Let $G$ be a reductive (just in case) linear algebraic group over $\mathbb{C}$ and let $\mathfrak{g}$ be the Lie algebra of $G$. Consider the category $\operatorname{Rep}(G)$ of finite dimensional representations of $G$. Let $F\colon \operatorname{Rep}(G) \rightarrow \operatorname{Vect}_{\mathbb{C}}$ be the forgetfull (fiber) functor. According to the Tannkian formalism, group $G$ coincides with the group of tensor authomorphisms of the functor $F$.
Is it true that the Lie algebra $\mathfrak{g}$ is nothing else but the Lie algebra of endomorphisms $E\colon F \rightarrow F $ such that for any two representations $V,W \in \operatorname{Rep}(G)$ the following map $ F(V) \otimes F(W) \xrightarrow{E(V)\otimes \operatorname{Id} + \operatorname{Id} \otimes E(W)} F(V)\otimes F(W) $ coincides with the map $F(V\otimes W) \xrightarrow{E(V\otimes W)} F(V\otimes W)$ with respect to the identification $F(V)\otimes F(W) \simeq F(V\otimes W)$?
Yes, the statement is true for general $G$ (not just reductive).

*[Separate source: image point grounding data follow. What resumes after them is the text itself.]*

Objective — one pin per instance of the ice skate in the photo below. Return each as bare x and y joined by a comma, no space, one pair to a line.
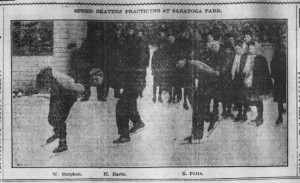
61,147
122,139
279,121
137,127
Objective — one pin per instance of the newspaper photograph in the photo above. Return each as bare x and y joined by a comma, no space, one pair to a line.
149,90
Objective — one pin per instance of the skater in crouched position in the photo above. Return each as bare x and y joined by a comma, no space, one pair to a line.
207,82
63,94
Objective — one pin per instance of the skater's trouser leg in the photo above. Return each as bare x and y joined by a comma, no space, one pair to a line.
188,94
60,107
280,109
184,95
178,92
246,106
126,109
200,114
87,92
239,106
170,93
160,91
154,90
260,108
102,91
216,106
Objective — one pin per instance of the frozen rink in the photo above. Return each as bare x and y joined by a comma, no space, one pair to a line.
91,128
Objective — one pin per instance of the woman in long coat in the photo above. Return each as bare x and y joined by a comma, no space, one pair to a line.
278,73
159,68
257,80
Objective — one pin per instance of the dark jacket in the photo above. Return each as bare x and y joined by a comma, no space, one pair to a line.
261,83
278,72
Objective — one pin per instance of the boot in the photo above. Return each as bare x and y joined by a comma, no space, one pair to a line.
260,120
238,117
61,147
185,106
279,120
137,127
122,139
154,99
194,139
244,117
212,122
52,138
160,99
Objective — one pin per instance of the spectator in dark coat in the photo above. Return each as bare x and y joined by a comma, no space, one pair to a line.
116,55
63,94
236,86
80,67
226,81
143,56
184,51
258,83
159,67
207,79
216,60
278,73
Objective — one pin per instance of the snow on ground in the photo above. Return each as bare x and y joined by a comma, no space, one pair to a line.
91,128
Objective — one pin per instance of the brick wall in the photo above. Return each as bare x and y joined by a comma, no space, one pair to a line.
25,68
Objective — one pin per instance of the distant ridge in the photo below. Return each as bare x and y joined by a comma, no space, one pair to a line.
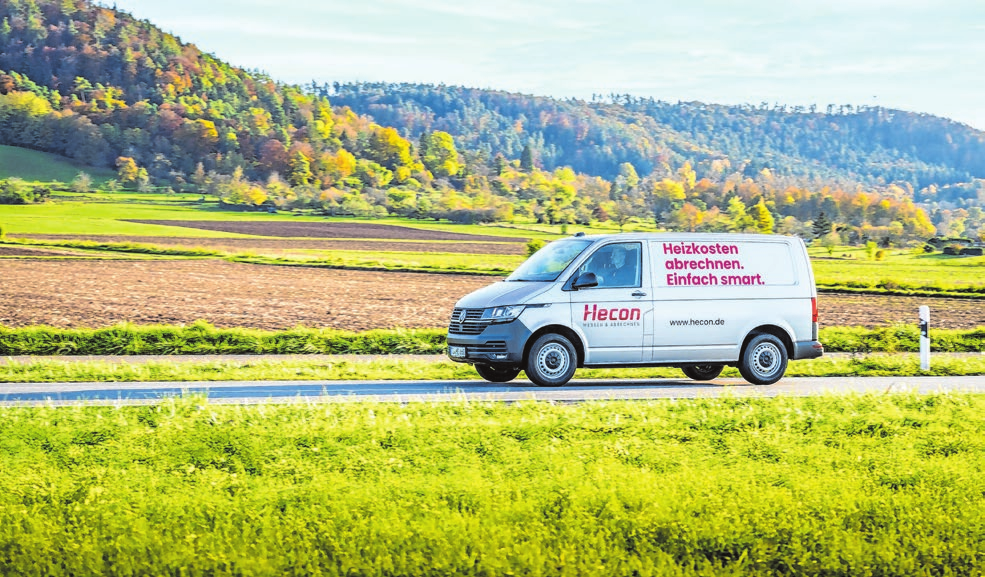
842,144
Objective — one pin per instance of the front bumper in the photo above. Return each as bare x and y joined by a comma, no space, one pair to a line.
500,344
807,350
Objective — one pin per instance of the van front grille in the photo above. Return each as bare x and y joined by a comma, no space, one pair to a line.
470,325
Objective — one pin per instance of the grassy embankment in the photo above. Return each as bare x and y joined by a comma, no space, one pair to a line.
299,369
854,485
201,338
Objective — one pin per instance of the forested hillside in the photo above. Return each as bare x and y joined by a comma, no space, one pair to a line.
838,145
98,86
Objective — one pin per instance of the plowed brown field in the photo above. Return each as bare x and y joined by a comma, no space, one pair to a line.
77,293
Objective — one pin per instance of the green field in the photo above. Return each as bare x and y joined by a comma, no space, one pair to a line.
105,213
841,486
900,272
35,166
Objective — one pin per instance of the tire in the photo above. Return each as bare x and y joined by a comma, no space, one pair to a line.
702,372
764,360
497,373
552,361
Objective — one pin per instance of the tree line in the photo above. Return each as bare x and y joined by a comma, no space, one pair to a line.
99,86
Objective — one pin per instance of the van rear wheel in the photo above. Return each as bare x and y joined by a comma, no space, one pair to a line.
497,374
552,361
702,372
764,361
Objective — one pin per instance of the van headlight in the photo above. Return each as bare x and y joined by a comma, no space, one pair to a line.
502,314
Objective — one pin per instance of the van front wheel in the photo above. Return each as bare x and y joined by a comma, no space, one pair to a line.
552,361
702,372
764,360
495,374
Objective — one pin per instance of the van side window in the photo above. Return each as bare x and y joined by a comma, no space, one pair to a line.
616,265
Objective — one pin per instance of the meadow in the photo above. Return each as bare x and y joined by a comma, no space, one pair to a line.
34,166
846,269
834,485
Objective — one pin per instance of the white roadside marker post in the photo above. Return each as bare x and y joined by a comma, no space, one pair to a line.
924,338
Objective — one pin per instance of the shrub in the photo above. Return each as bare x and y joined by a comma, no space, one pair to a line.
534,245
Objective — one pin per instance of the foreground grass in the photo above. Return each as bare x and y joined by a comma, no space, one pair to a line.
201,338
437,369
870,485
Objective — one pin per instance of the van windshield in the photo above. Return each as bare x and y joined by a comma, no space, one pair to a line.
547,263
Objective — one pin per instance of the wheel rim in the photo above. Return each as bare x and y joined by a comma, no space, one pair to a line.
552,360
766,360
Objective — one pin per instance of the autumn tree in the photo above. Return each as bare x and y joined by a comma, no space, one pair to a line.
437,152
126,170
300,174
764,220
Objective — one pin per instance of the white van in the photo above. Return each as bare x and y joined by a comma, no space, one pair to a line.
694,301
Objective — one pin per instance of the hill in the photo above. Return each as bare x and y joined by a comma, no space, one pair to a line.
102,88
31,165
840,145
105,89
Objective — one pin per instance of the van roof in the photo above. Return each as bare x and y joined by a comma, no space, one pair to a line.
693,236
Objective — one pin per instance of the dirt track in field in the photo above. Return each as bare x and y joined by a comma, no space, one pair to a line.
75,293
328,230
292,245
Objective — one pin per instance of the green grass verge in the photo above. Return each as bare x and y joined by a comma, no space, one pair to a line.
833,485
35,166
94,247
201,338
902,365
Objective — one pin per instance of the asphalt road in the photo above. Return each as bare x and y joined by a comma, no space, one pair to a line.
244,392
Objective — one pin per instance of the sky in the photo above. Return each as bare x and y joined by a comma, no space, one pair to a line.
922,56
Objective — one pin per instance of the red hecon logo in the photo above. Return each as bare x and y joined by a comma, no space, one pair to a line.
613,314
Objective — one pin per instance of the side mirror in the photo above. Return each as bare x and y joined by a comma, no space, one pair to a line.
586,280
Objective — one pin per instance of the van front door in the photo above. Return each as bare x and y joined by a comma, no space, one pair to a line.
616,315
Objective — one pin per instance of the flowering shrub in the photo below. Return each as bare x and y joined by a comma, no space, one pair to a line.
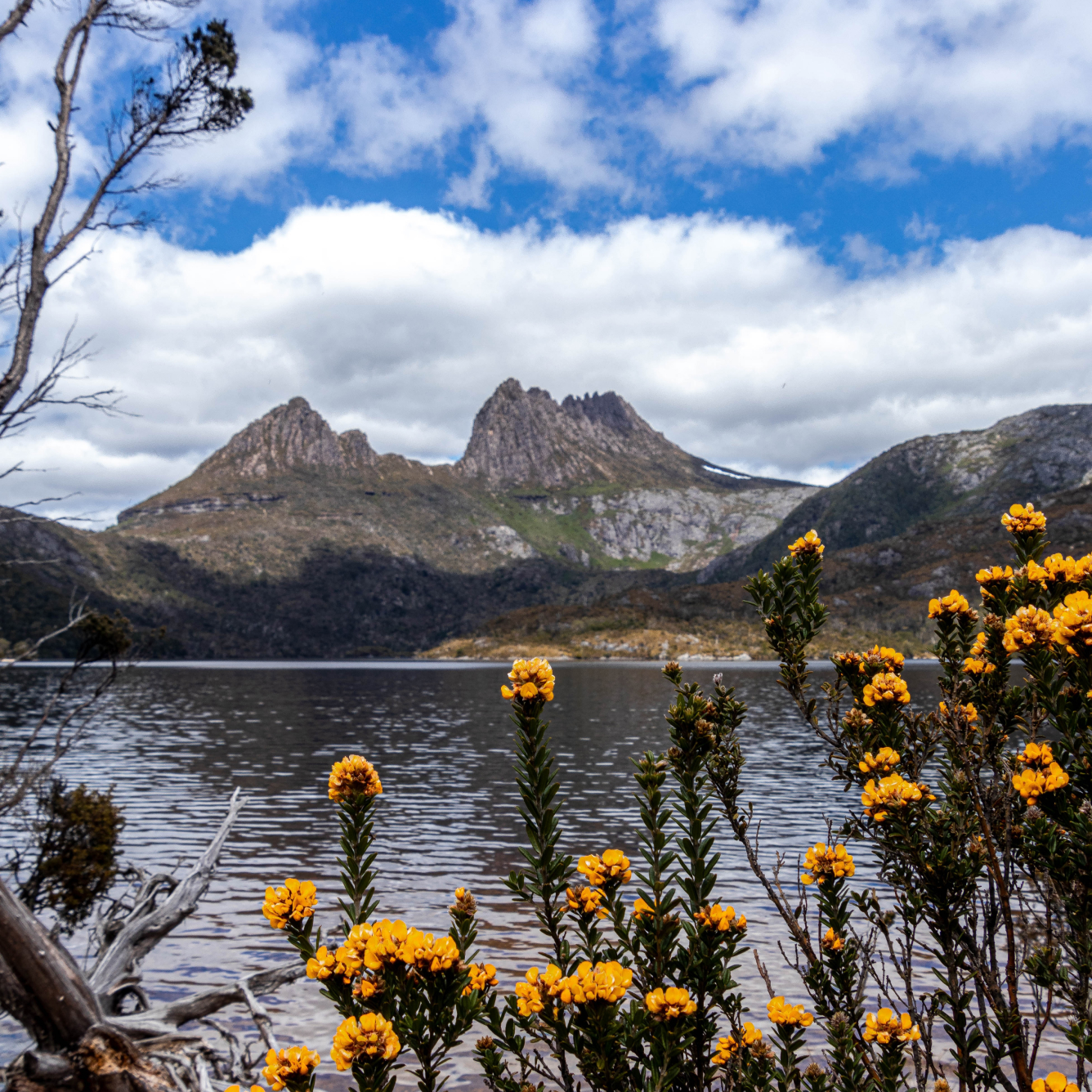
977,943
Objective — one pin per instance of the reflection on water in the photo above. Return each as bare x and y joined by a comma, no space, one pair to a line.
176,741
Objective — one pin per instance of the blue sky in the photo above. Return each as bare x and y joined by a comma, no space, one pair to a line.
792,233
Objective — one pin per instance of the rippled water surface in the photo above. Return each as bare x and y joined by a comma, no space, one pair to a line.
176,741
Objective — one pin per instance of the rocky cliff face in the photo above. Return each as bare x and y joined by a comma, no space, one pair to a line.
289,437
1024,458
524,437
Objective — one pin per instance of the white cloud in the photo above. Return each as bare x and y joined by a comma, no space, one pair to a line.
731,338
773,82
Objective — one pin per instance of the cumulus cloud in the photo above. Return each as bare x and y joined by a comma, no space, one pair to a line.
740,344
773,82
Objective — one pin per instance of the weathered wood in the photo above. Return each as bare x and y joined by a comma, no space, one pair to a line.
164,1019
141,933
44,971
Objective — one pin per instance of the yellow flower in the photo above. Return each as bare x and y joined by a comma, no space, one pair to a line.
893,792
321,964
720,920
585,900
353,776
807,544
884,760
669,1003
1054,1082
821,862
1041,773
789,1014
994,575
1073,624
887,1026
483,978
291,1066
1023,519
886,686
1030,627
969,711
613,867
952,603
428,953
605,982
370,1039
289,903
348,959
532,680
727,1046
1059,571
383,943
879,659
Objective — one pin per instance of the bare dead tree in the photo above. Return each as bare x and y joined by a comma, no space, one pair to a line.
191,97
82,1037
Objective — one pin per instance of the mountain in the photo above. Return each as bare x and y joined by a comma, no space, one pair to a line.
1029,457
295,540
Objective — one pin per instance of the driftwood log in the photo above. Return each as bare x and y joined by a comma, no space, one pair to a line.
84,1042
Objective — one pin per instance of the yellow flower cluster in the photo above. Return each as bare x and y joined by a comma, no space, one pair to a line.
969,711
532,680
604,982
1059,571
613,867
1073,624
821,862
893,792
879,659
975,663
292,1066
669,1003
787,1014
886,686
884,760
952,603
353,776
888,1026
1041,773
727,1046
289,903
483,978
585,900
1029,628
721,920
1023,519
1054,1082
428,953
371,1037
807,544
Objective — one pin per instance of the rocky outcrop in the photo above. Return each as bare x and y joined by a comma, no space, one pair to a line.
686,527
526,437
1023,458
288,437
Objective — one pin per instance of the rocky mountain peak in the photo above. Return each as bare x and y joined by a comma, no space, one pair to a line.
526,437
289,436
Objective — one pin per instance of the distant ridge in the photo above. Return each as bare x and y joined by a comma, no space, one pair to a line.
1027,457
526,437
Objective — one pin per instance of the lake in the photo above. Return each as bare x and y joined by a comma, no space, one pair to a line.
176,741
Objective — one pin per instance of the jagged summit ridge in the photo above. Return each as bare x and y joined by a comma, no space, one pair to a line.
289,436
526,437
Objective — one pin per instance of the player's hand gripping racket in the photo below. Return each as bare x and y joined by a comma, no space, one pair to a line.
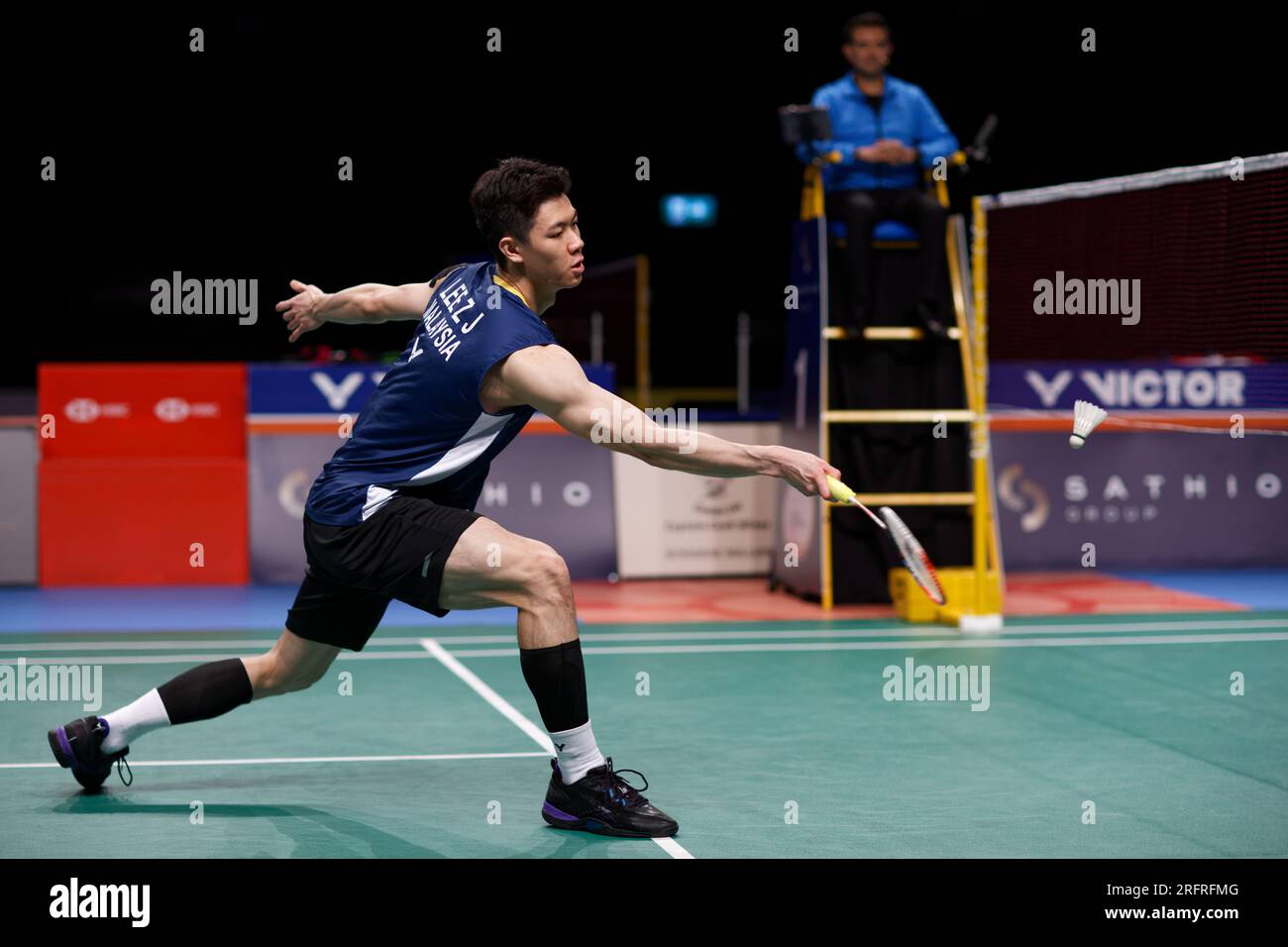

Write $A$ for the ring of regular functions on $G$, which is a commutative Hopf algebra. For each representation $V$, there is a comodule structure $\Delta_V:F(V)\to F(V)\otimes A$. The multiplication $m:A\otimes A\to A$ is compatible with the tensor product of representations in the sense that the following two maps are equal: $$ F(V)\otimes F(W)\xrightarrow{\Delta_V\otimes\Delta_W} (F(V)\otimes A)\otimes (F(W)\otimes A)\to F(V)\otimes F(W)\otimes A\otimes A\xrightarrow{\mathrm{Id}\otimes m}F(V)\otimes F(W)\otimes A, $$ $$ F(V)\otimes F(W)=F(V\otimes W)\xrightarrow{\Delta_{V\otimes W}} F(V\otimes W)\otimes A=F(V)\otimes F(W)\otimes A. $$
There is a bijection between the functorial endomorphisms of $F$ (ignoring the tensor structure) and the linear maps $\varphi:A\to \mathbb{C}$: the endomorphism corresponding to $\varphi$ is $$ F(V)\xrightarrow{\Delta_V} F(V)\otimes A\xrightarrow{\mathrm{Id}\otimes\varphi} F(V). $$
Write $\epsilon:A\to\mathbb{C}$ for the counit, which corresponds to the identity endomorphism ($\epsilon$ takes a regular function to its value at the identity element of $G$). The condition that $\varphi$ corresponds to an endomorphism satisfying your condition is that the map $$ F(V)\otimes F(W)\xrightarrow{\Delta_V\otimes\Delta_W} (F(V)\otimes A)\otimes (F(W)\otimes A)\to F(V)\otimes F(W)\otimes A\otimes A\xrightarrow{\mathrm{Id}\otimes(\varphi\otimes \epsilon+\epsilon\otimes\varphi)}F(V)\otimes F(W) $$ coincides with the map $$ F(V)\otimes F(W)\xrightarrow{\Delta_{V\otimes W}}F(V\otimes W)\otimes A\xrightarrow{\sim}F(V)\otimes F(W)\otimes A\xrightarrow{\mathrm{Id}\otimes\varphi}F(V)\otimes F(W). $$ Combining this with the compatibility of the multiplication on $A$ and the tensor product, this condition is equivalent to the condition that $\varphi\circ m=\varphi\otimes \epsilon+\epsilon\otimes\varphi$. This is the same as $$ \varphi(xy)=\varphi(x)\epsilon(y)+\epsilon(x)\varphi(y), $$ i.e., that $\varphi$ is a derivation at the identity on $G$. The Lie algebra of a group is identified with the derivations at the identity, so we conclude that endomorphisms $\varphi$ satisfying your condition correspond to elements of the Lie algebra of $G$.